Enter Quinn 0’Connor and Anna Lazzara. Both seniors at Sarasota High School, the two began spreading the word this fall. Yet their paths to student influencers were quite different. Quinn moved to Sarasota from Seattle, Washington, at the start of high school, and she found her way to the Student Success Center at the end of her junior year. She needed advice on financial aid because she wants to attend college out of state. Anna has lived in Sarasota all her life, and she visited the Student Success Center early this year to begin formulating a plan with her College Career Advisor.
While they grew up on opposite sides of the country, Quinn and Anna share a passion for helping others and giving back, and both are highly engaged in schools, active in clubs, volunteering, sport, and arts. Indeed, it was their altruism and enthusiasm that led their College Career Advisor, Cheryl Haller, to connect Quinn and Anna with Thomas Williams, the director of PLANit Sarasota.
Soon, they were signed up to join the campaign. At the end of this August, they began posting on PLANit Sarasota’s Instagram account and on their own Instagram and TikTok accounts. They share announcements about upcoming events such as FAFSA open houses and college visits. They create posts that raise awareness of the Student Success Center, steps in the college-application process, and standardized testing.
Since they started, students have begun to ask Quinn and Anna questions via direct message, and the two have become leaders at the Student Success Centers, vital sources of advice and information. They both guide students to the center and help ease the overload of student questions directed at the College Career Advisors.
In becoming leaders at the Student Success Center, both have gained confidence as they see the activity around their social media accounts and in the Student Success Centers grow. Hundreds of students interact with their content, and the two young women understand that they are making a difference. They’ve been helping students through the stressful process of applying to college and preparing for their future.

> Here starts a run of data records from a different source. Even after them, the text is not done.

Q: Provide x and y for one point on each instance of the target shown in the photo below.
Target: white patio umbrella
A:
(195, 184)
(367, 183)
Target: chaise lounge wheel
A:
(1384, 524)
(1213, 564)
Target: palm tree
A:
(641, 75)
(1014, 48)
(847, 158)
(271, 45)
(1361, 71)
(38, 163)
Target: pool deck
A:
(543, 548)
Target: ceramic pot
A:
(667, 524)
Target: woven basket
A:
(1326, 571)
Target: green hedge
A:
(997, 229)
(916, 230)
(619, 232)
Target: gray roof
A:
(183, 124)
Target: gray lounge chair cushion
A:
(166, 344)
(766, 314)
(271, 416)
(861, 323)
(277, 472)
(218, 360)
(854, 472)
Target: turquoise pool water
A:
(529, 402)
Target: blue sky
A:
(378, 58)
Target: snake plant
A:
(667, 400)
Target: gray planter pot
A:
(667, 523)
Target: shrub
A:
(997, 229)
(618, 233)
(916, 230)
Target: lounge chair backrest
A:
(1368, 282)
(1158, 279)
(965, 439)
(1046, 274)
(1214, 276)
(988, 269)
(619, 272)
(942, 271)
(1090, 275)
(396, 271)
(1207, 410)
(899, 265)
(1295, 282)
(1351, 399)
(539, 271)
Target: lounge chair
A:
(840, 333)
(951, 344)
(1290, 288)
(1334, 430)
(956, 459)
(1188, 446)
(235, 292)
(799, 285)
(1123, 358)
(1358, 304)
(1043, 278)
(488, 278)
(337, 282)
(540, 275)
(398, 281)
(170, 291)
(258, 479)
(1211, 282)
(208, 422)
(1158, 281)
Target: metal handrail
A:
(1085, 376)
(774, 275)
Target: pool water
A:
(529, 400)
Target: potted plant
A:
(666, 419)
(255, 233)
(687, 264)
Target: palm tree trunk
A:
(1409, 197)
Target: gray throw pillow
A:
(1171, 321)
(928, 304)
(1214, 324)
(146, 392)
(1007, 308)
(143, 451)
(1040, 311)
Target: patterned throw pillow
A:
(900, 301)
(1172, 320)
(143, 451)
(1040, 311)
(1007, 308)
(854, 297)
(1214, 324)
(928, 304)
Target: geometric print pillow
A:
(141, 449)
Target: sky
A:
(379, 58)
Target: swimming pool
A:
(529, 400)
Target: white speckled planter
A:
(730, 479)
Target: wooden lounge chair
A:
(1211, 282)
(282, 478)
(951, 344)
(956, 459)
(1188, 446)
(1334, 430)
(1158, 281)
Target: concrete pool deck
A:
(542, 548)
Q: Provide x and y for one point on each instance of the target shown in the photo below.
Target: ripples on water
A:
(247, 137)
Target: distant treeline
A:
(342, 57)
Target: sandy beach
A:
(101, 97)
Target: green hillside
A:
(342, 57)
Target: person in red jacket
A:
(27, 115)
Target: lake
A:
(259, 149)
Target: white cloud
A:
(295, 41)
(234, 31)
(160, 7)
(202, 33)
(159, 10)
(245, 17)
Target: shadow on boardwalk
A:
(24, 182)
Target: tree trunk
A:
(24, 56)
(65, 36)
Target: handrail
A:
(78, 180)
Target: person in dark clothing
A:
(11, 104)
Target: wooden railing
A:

What’s next for Quinn and Anna themselves? Quinn hopes to attend Barnard (in New York) or the University of Washington (in Seattle) to study pre-med, and Anna plans to attend Ekerd College (in St. Petersburg) to major in American Studies. And when they head off in different directions to college? Both hope to continue serving as influencers. They want to keep helping students who next year will be where they are now. By sharing their experiences in college, they hope to help a new class of seniors graduate even better prepared for college and life.